Sun Dec 2nd through Sat the 8th, 2018 at Palais des Congrès de Montréal
This paper is interesting and shows some meaningful results for understanding the loss landscape of deep CNNs. However, I do not feel the contribution of a visualization technique is sufficient. Instead of applying the proposed technique to explain the well-known models (and some conclusions are also well-known in deep learning community), it will make the paper stronger if the paper can investigate some new model architectures or loss functions.
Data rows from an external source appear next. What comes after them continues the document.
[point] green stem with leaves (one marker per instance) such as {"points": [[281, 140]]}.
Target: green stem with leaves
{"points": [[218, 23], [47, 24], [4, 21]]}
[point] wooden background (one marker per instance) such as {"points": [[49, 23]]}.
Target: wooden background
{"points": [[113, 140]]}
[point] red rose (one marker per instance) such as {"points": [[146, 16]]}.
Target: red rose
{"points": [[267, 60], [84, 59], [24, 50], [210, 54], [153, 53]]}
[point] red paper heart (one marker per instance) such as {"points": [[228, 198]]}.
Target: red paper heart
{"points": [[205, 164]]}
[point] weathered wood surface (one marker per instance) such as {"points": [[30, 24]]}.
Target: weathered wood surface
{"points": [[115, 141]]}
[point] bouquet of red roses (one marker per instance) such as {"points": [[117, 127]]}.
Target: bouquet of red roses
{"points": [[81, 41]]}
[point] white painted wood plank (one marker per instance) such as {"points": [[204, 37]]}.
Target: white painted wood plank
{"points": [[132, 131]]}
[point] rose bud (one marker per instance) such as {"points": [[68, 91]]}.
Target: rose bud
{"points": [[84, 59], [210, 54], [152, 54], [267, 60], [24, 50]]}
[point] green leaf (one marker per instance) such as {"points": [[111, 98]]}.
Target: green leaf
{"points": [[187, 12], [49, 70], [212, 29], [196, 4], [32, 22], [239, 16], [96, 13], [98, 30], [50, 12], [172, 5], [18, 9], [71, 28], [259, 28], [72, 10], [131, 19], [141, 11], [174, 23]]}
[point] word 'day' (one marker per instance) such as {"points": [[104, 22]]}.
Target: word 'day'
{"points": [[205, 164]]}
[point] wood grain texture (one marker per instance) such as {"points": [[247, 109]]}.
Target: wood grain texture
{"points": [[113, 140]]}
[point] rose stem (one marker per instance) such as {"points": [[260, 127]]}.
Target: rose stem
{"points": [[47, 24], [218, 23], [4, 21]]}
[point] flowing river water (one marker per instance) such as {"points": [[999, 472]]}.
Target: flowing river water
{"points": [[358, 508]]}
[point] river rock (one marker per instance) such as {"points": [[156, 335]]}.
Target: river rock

There is little known about the loss landscape of deep neural nets given their many layers and parameters! The authors of the current work propose a new approach for 2D visualization of such landscapes! Even though the proposed method differs from the existing work in terms of a new normalization, the insights that led to this adjustment is elegant. The authors provides different insights into the loss landscape of neural net with different structures and depths and used their visualization tools to justify why certain structure learn better or generalize better! Even though the work lacks any new theoretical understanding (which is not easy for the loss landscape of deep neural network), I enjoyed reading this paper and I believe it confirms some of our previous understandings and questions some others and overall helps us to design more effective DNN structures! One minor problem: I understand the authors point about the scale invariance property of neural nets when Relu is used but I don't see scale invariance property is generally held for NNs with other non-linear activation functions. All the experiments are also done with Relu! Thus, I would be a bit more precise in the title and text of this paper by pointing this is not for general NNs.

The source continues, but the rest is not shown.